Structural antitumoral activity relationships of synthetic chalcones.

Relationships between the structural characteristic of synthetic chalcones and their antitumoral activity were studied. Treatment of HepG2 cells for 24 h with synthetic 2'-hydroxychalcones resulted in apoptosis induction and dose-dependent inhibition of cell proliferation. The calculated reactivity indexes and the adiabatic electron affinities using the DFT method including solvent effects, suggest a structure-activity relationship between the Chalcones structure and the apoptosis in HepG2 cells. The absence of methoxy substituents in the B ring of synthetic 2'-hydroxychalcones, showed the mayor structure-activity pattern along the series.

1. Introduction

Dietary flavonoids, commonly present in edible plants, are known to have beneficial effects, such as antioxidative effects, tumor cell growth inhibitory activity, and apoptosis induction in cancer cell lines. Therefore dietary flavonoids have attracted attention as chemopreventive agents [1]. Flavonoids are classified into several groups (i.e., flavonols, flavones, catechins, flavanones, chalcones, anthocyanidins, and isoflavonoids). Chalcones are the immediate precursors in the biosynthesis of flavonoids, and their structure differs considerably from the others members of the flavonoid family, since chalcones are open-chain analogs in contrast to the other family’s members.

Chalcones are abundantly present in nature starting from ferns to higher plants [2]. Chemically they are 1,3-diphenyl-2-propen-1-ones and are often cytotoxic in vitro [3] and some of their derivatives are reported to be antimutagenic [4]. A hydroxychalcone, isolated from Pityrogramma calomelanos was found to be a cytotoxic and tumor reducing agent [5]. Among flavonoids, chalcones have been identified as interesting compounds that are associated with several biological activities [6]. The most common chalcones found in foods are phloretin and its glucoside phloridzin (phloretin 2′-0-β-glucopyranoside), and chalconaringenin. Studies on the bioavailability of chalcones from food sources are limited, but synthetic chalcones have been reported to have a wide range of biological properties.

In an effort to develop a potent anti-inflammatory and cancer chemopreventive agents a series of chalcones were synthesized [7]. These compounds were tested for their inhibitory effects on the activation of mast cells, neutrophils, macrophages, and microgial cells. It is conceivable that mast cells, neutrophiles, and macrophages are important players in inflammatory disorders [7]. Activation of microglial cells also plays a crucial role in inflammatory diseases of the Central Nervous System.

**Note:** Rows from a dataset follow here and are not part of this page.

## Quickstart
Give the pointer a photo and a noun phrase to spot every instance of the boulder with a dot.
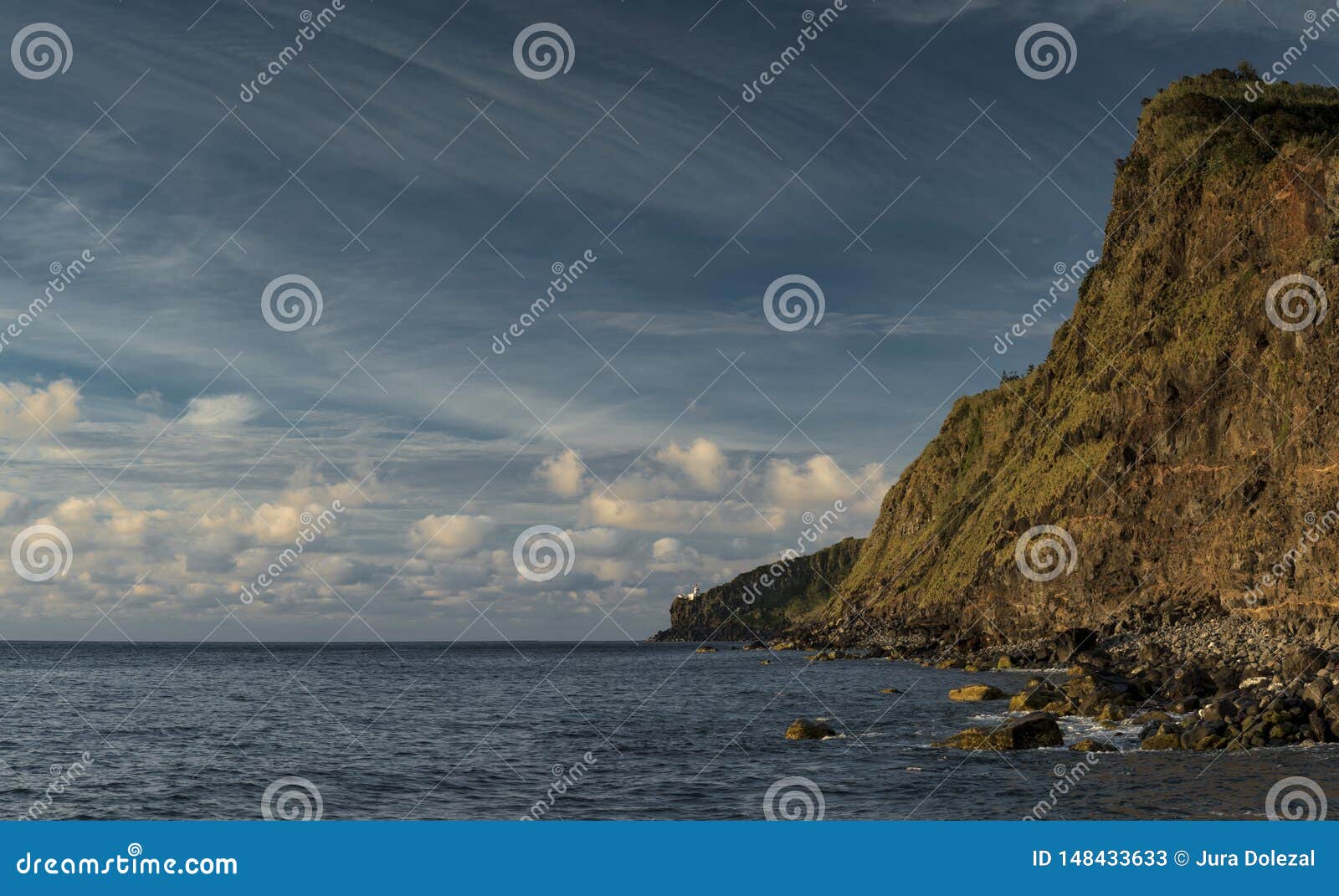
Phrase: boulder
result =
(1303, 663)
(1030, 731)
(808, 730)
(1162, 742)
(1075, 641)
(977, 693)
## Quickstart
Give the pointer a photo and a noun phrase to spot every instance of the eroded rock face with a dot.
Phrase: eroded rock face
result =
(1031, 731)
(767, 602)
(1144, 434)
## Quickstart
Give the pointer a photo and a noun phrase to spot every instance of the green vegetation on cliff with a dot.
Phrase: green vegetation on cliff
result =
(1175, 433)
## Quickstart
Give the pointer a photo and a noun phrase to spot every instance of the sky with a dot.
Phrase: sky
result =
(176, 418)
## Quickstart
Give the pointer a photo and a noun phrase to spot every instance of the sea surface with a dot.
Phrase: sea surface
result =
(489, 730)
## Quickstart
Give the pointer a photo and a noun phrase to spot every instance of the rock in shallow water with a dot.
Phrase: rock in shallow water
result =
(808, 730)
(1030, 731)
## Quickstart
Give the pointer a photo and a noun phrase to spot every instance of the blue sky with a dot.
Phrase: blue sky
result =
(406, 165)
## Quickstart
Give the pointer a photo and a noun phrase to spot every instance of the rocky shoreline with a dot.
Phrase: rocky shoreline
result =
(1211, 682)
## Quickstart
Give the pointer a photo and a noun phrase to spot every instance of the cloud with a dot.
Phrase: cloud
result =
(24, 410)
(820, 479)
(703, 463)
(151, 399)
(450, 536)
(562, 473)
(680, 516)
(221, 410)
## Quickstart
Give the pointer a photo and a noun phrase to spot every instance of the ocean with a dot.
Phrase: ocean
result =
(599, 730)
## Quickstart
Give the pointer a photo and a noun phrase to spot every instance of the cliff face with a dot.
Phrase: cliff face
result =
(1182, 439)
(765, 602)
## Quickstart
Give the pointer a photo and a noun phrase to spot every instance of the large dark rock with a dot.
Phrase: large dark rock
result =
(1030, 731)
(977, 693)
(1302, 664)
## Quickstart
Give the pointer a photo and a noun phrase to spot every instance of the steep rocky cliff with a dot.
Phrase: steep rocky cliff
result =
(1177, 434)
(765, 602)
(1183, 432)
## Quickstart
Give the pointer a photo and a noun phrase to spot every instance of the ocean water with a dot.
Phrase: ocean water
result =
(477, 730)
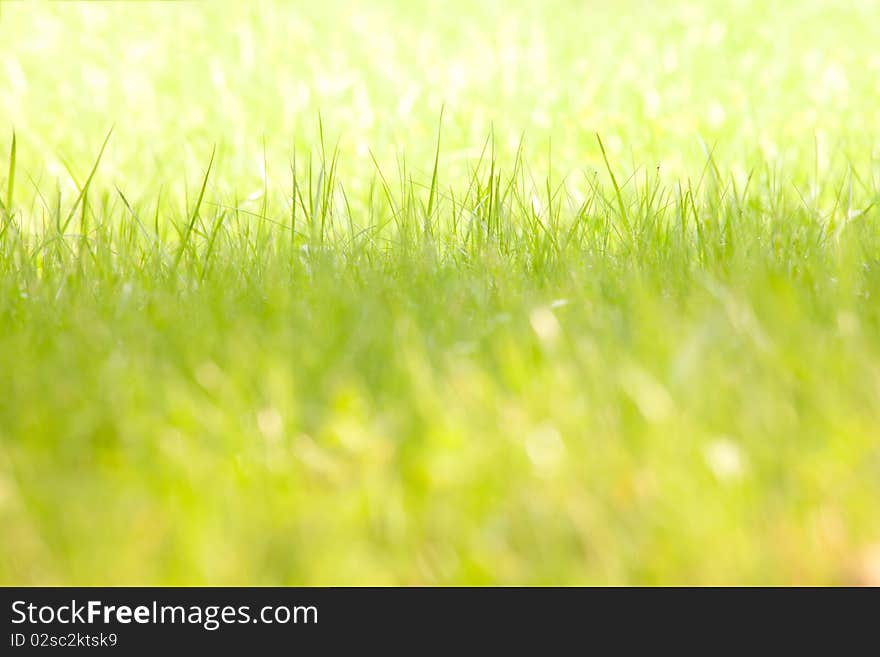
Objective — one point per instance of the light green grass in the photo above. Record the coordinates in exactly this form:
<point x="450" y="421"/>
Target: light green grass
<point x="612" y="320"/>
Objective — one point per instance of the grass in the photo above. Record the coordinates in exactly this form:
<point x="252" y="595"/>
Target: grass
<point x="510" y="352"/>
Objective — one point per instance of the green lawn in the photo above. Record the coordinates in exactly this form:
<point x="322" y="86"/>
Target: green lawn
<point x="422" y="292"/>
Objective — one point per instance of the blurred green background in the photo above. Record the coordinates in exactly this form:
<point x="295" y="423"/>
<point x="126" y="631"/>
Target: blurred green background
<point x="420" y="423"/>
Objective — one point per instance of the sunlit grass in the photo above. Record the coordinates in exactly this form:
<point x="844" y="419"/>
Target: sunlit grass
<point x="611" y="319"/>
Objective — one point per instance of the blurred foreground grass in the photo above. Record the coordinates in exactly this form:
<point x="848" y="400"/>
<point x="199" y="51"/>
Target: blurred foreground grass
<point x="501" y="369"/>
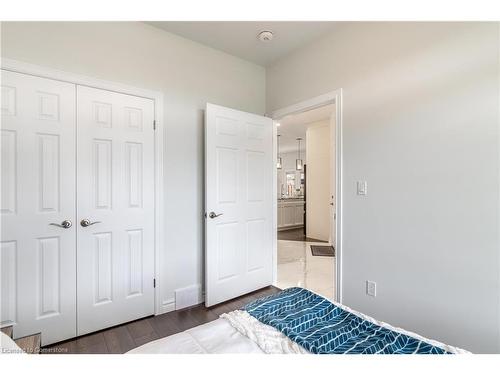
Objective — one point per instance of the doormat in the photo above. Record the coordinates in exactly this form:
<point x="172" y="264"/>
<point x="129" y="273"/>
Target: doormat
<point x="322" y="251"/>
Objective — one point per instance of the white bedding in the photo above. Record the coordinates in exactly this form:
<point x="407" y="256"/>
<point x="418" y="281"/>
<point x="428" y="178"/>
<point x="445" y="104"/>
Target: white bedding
<point x="239" y="332"/>
<point x="215" y="337"/>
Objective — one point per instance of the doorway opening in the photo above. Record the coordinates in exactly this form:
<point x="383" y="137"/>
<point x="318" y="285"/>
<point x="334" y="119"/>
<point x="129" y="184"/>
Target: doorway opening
<point x="307" y="196"/>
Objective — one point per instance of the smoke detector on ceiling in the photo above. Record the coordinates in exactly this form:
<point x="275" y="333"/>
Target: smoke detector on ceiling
<point x="266" y="36"/>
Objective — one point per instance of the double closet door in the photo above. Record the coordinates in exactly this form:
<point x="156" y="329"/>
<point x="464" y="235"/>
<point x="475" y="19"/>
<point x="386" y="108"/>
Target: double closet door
<point x="77" y="207"/>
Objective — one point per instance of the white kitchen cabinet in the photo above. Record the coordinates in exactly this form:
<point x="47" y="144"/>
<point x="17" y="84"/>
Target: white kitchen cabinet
<point x="290" y="213"/>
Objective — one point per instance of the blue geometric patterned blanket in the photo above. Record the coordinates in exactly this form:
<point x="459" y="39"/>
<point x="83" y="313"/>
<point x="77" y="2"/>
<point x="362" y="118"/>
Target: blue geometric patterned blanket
<point x="324" y="328"/>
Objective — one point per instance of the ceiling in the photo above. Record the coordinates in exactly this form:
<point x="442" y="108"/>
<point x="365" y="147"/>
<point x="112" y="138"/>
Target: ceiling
<point x="240" y="38"/>
<point x="294" y="126"/>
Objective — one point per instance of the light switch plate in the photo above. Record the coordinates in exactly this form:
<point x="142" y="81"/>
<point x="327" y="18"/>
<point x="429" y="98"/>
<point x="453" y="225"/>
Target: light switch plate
<point x="362" y="188"/>
<point x="371" y="288"/>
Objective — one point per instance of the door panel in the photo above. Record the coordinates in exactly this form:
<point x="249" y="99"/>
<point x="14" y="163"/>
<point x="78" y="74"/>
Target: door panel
<point x="238" y="178"/>
<point x="115" y="190"/>
<point x="38" y="275"/>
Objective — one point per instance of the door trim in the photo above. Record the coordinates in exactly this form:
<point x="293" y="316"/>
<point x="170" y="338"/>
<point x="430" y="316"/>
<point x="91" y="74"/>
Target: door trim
<point x="157" y="97"/>
<point x="332" y="97"/>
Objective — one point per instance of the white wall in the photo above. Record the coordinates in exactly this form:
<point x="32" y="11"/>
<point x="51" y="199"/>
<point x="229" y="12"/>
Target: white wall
<point x="188" y="74"/>
<point x="318" y="181"/>
<point x="420" y="110"/>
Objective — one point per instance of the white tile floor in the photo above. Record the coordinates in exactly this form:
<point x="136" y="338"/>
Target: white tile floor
<point x="298" y="267"/>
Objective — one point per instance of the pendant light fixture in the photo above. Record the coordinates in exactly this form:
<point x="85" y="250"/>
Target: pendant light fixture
<point x="298" y="163"/>
<point x="278" y="163"/>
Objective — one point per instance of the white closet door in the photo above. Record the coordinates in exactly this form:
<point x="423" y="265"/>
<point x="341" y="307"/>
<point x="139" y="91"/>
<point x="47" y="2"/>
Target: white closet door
<point x="239" y="203"/>
<point x="115" y="187"/>
<point x="38" y="273"/>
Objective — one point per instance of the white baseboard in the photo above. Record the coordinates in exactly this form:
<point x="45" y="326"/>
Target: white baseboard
<point x="188" y="296"/>
<point x="167" y="306"/>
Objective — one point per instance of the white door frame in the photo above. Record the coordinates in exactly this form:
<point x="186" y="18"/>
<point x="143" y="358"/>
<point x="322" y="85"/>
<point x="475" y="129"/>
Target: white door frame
<point x="333" y="97"/>
<point x="157" y="97"/>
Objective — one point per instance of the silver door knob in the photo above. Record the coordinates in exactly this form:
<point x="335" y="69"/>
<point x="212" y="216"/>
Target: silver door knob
<point x="65" y="224"/>
<point x="213" y="215"/>
<point x="86" y="223"/>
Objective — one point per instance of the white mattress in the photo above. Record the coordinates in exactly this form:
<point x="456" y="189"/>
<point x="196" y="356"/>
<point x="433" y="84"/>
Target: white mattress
<point x="239" y="332"/>
<point x="218" y="336"/>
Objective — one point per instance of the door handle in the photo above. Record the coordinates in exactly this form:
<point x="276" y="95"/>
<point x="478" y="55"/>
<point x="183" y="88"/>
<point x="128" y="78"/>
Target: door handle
<point x="213" y="215"/>
<point x="65" y="224"/>
<point x="86" y="223"/>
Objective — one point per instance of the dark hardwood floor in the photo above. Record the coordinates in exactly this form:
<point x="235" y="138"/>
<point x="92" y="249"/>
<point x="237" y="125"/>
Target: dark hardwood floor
<point x="125" y="337"/>
<point x="296" y="234"/>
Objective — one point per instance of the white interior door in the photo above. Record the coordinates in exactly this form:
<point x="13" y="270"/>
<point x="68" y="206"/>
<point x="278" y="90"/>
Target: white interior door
<point x="333" y="179"/>
<point x="239" y="203"/>
<point x="37" y="259"/>
<point x="116" y="198"/>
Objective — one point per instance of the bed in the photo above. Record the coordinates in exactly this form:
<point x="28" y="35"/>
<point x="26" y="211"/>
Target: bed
<point x="296" y="321"/>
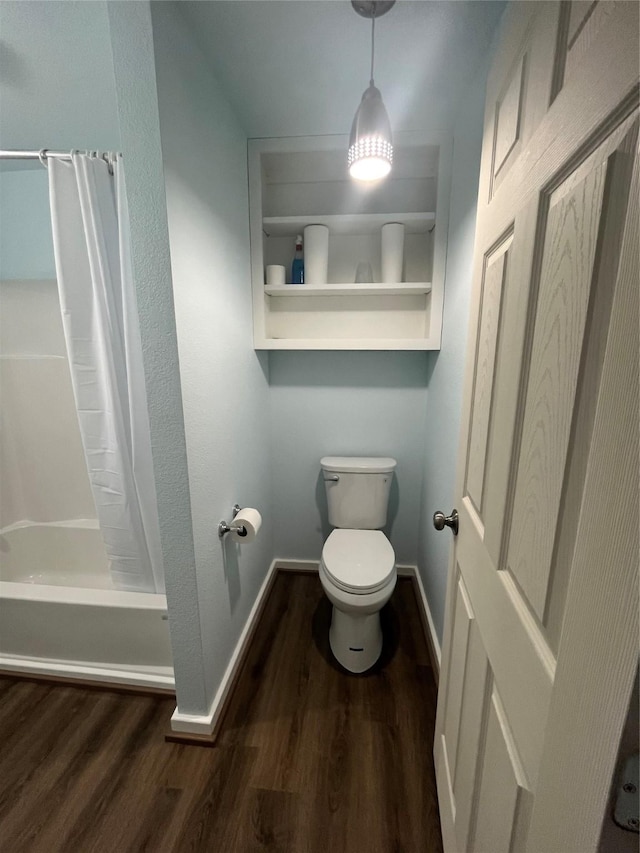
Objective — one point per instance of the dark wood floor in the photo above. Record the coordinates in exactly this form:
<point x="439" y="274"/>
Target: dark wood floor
<point x="309" y="758"/>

Thus, inhibition of the activation of these inflammatory cells appears to be an important therapeutic target for the design of new drugs for the inflammatory diseases treatment.

Particularly interesting are the properties of chalcones in the induction of apoptosis [8-9] and their ability to change mitochondrial membrane potential [10]. These authors noted that chalcones with fewer hydroxyl groups on rings A and B were more effective in this regards, as compared to chalcones containing more hydroxyl groups. This difference was attributed to the acidity of the phenolic hydroxyl groups. One of the most widely cited mechanisms by which chalcones exert their cytotoxic activity is that of interference with the mitotic phase of the cell cycle. Edwards et al [11] proposed a hypothetical basis for the anti-mitotic activity of chalcones. Indeed, they found a large number of methoxylated chalcones with antimitotic activity against HeLa cells. In the present work we evaluated the capacity of 2’-hydroxychalcones with different methoxy subtitutions on ring B to inhibit cellular proliferation and induce apoptosis and correlate it with the chemical reactive indexes in HepG2 hepatocellular carcinoma cells.

2. Results and Discussion

In the present work synthetic 2`-hydroxychalcones containing different methoxy substitution patterns on ring B as shown in Figure 1 were tested to assess their capacity to inhibited cell growth in HepG2 hepatocellular carcinoma cells lines. HepG2 have been used successfully in a number of antitumor studies [12]. First we determined the inhibitory effects of 2`-hydroxychalcones on HepG2 cell proliferation. As shown in Figure 2, 24 h of treatment of HepG2 cells with 2`-hydroxychalcones resulted in a dose-dependent inhibition of cell proliferation. All 2`-hydroxychalcones tested inhibited cell growth at 50 μM and caused a noticeable decrease in the number of viable HepG2 cells by about 50% compared with the control, and with a higher concentration (200 μM), the viability decreased by ca. 80%, except for 2`-hydroxychalcone 4 were the cell growth augmented by ca. 50%.

Figure 1.

Structures of the studied chalcones.

Figure 2.

Effects of chalcones on the growth of HepG2 hepatome cells after 24 h Incubation. The results of studies are expressed as mean values ±SD from three separate experiments (-p<0.05).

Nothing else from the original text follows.